Australian politician

Graham Mylne (15 October 1834 – 5 April 1876) was an Australian politician and pastoralist in the Colony of Queensland. He was a Member of the Queensland Legislative Assembly. He was the member for Warrego from 24 June 1867 to 18 September 1868.

== Early life ==
Graham Mylne was born on 15 October 1834 in St Andrews, Fife, Scotland. He was a Lieutenant in the 95th regiment of the British Army from 1853 to 1861, seeing action on Deesa, India in 1854, the Crimea 1855, Lucknow 1857, Hunker 1858, Burugain, Sandi and Ruiya 1859.

==Australia==
Graham arrived in Australia in 1859 to manage the family grazing property Eatonswill, near Grafton, New South Wales, and in 1860 married Helena White daughter of William and Jane White of Lota in Manly, Queensland. In 1864, he moved to Roma, Queensland, in the Maranoa district, where he leased the grazing property Amby Downs in partnership with Sir Robert Herbert, the Premier of Queensland, and Sir John Bramston, the Attorney-General of Queensland. He returned to Eatonswill in 1869 with his wife Helena and six children and lived there until his untimely death in 1876, aged 42.

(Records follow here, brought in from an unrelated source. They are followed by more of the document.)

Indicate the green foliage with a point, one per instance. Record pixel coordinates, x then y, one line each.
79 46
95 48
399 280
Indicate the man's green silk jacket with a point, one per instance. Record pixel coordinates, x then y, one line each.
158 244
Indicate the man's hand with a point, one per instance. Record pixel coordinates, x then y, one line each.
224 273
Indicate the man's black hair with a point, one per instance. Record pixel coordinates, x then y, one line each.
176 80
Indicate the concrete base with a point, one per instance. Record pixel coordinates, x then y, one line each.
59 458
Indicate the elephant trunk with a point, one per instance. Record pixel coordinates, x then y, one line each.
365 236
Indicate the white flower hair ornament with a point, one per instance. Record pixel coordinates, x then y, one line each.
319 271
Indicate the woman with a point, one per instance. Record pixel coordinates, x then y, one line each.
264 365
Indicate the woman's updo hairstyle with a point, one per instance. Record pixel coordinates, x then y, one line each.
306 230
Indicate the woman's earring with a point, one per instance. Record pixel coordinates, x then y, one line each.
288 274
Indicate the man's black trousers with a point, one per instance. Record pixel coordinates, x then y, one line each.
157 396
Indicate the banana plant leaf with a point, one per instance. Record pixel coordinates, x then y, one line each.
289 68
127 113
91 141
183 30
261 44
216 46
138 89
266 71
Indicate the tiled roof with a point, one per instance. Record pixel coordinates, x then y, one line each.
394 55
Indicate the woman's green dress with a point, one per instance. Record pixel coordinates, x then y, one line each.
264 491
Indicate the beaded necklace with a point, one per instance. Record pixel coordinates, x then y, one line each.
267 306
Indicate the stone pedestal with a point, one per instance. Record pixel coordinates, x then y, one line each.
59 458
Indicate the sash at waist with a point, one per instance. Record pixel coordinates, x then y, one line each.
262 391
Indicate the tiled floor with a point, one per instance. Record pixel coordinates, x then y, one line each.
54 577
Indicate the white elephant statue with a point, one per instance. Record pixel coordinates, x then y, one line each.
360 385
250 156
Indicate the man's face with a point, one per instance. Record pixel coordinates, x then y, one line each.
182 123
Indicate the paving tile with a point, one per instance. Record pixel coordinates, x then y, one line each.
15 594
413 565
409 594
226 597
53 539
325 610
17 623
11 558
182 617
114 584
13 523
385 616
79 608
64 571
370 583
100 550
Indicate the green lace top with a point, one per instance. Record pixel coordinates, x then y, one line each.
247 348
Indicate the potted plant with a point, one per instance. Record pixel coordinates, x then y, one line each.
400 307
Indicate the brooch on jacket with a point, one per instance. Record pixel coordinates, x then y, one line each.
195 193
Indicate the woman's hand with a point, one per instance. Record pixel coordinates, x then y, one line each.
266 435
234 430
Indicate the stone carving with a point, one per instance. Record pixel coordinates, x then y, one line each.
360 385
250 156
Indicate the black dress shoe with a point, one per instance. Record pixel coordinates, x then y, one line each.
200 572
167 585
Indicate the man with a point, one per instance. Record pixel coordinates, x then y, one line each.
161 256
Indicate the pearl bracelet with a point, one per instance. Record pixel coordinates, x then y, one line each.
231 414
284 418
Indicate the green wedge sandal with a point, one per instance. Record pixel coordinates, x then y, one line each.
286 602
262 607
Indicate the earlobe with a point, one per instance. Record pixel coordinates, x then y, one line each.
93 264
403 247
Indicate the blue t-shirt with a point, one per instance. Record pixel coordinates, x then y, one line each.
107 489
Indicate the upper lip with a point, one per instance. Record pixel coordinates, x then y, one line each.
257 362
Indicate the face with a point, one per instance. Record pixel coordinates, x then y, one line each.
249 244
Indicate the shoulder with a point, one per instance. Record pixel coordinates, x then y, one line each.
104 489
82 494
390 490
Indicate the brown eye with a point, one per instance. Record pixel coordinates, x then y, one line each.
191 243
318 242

Graham was a member of the Queensland Legislative Assembly, Member for Maranoa, and of the Queensland and Australian Clubs, and also a frequent guest of the governor Sir George Bowen and his wife Diamantina at Government House, Brisbane, they being of similar age and close friends. He died on 5 April 1876 in Grafton, New South Wales.

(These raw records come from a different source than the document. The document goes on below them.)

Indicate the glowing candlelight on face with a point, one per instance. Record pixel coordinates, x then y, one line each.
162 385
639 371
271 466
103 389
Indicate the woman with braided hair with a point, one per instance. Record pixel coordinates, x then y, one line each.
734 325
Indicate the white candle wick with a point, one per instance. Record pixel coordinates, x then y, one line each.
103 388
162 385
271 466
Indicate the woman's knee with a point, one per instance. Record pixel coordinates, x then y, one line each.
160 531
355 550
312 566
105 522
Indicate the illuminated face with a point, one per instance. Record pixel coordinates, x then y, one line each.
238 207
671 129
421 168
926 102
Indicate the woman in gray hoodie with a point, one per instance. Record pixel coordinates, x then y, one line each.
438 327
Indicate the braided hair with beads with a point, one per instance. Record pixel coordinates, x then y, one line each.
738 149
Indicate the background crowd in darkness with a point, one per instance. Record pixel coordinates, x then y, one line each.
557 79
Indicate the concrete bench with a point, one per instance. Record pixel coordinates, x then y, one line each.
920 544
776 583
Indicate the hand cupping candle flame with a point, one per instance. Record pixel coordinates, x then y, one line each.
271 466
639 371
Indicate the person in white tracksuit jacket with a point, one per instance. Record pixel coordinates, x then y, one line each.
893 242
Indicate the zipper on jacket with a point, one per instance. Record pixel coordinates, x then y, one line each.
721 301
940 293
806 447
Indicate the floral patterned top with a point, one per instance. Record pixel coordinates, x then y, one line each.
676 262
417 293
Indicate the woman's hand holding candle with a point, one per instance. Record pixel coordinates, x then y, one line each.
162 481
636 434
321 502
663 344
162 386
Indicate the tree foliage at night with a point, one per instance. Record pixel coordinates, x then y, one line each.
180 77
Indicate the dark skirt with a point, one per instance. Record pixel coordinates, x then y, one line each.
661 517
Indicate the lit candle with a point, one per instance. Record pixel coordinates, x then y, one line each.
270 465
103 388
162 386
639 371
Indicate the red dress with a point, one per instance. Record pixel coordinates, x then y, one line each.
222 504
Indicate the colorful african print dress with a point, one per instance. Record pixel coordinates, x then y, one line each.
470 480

==Nina Mylne and Sir Ninian Stephen==
His daughter and heiress Nina was travelling around Europe, when she employed as a paid companion one Barbara Stephen, who had recently been abandoned by her husband, with a new baby to look after. The baby was christened Ninian, after Nina, who paid for his early schooling in Edinburgh, London, Montreux, and Melbourne. Ninian Stephen went on to become a Justice of the High Court of Australia and Australia's longest-lived governor-general, and was knighted five times. Sir Ninian Stephen was told his father had died, and did not discover until 2003 that he had in fact moved to Canada and started a new family there.

==Historical Objects==
The tunic of Graham Mylne from his service in the British Army is held by the Queensland Military Historical Society at Fort Lytton National Park.

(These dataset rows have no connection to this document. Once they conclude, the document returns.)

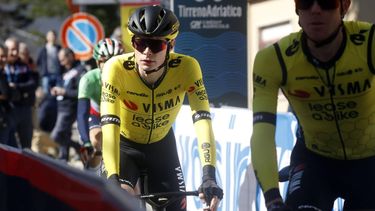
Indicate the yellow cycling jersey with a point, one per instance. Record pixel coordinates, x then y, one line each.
144 113
333 101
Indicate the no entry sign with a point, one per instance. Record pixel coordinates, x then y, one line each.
80 32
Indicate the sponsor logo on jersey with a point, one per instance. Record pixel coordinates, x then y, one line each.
175 62
167 92
358 39
129 64
112 89
191 89
149 123
130 105
108 97
206 152
110 119
259 80
299 93
198 83
338 111
201 115
292 49
312 77
157 107
202 95
350 88
137 94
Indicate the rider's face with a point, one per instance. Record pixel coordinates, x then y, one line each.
319 22
149 54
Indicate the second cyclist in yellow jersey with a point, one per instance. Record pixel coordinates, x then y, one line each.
142 93
326 71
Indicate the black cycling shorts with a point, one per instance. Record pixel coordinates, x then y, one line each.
160 162
317 181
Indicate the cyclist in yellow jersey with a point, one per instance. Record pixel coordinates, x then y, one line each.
326 71
142 93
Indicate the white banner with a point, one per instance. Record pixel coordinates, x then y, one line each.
233 129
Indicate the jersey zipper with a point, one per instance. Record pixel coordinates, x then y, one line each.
331 87
152 114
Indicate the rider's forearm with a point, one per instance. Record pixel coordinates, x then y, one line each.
206 142
83 110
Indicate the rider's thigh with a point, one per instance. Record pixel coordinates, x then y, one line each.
307 190
96 138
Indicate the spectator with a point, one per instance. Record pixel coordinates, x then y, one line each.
67 99
6 131
48 64
88 115
22 85
25 57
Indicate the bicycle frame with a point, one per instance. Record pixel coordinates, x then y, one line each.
159 201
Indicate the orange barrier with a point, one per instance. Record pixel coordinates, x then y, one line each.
31 181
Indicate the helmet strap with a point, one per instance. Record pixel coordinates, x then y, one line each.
162 65
328 40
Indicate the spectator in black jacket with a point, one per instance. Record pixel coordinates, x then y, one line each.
67 99
48 63
22 84
6 128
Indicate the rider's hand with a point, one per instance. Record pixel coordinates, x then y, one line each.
278 206
209 191
87 152
114 178
274 201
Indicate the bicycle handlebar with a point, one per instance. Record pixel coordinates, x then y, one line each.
168 194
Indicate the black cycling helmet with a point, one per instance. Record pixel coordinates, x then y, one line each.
153 21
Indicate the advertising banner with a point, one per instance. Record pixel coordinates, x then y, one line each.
215 33
234 172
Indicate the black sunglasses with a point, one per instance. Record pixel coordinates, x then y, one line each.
155 45
324 4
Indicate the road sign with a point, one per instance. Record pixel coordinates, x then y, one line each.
80 32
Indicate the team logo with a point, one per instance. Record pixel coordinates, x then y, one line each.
130 105
299 93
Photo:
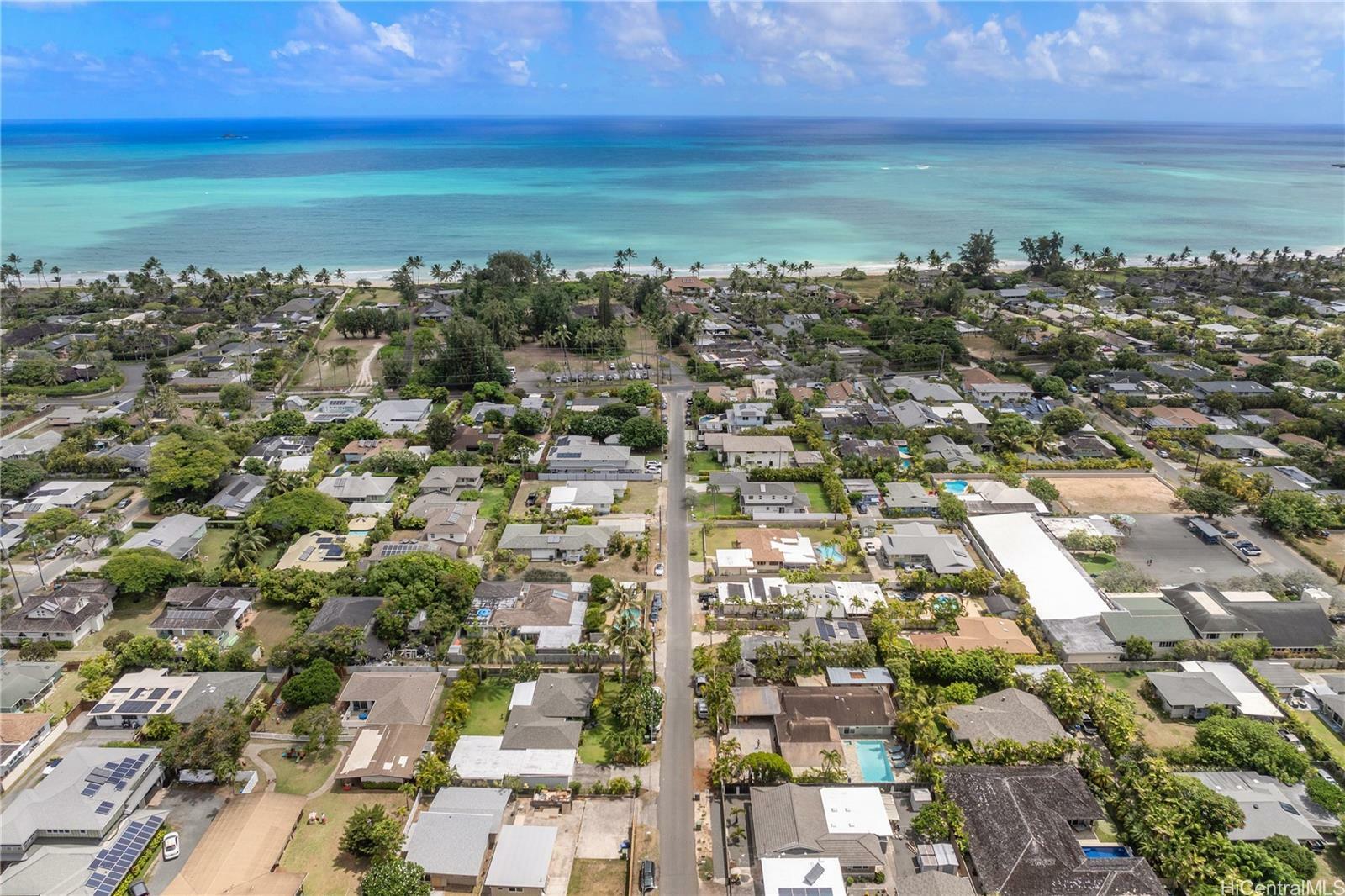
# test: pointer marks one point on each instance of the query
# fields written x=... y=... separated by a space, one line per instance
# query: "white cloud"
x=636 y=33
x=394 y=38
x=826 y=44
x=1221 y=46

The tunic was handed down by the family at Lota House, it was later donated by the family to the Queensland Women's Historical Association when the family donated Lota House to the church. During the 1990's, the QWHA began rationalising its collection to fit with its charter and many Military items were subsequently donated to QMHS and the Supreme Court of Queensland Library.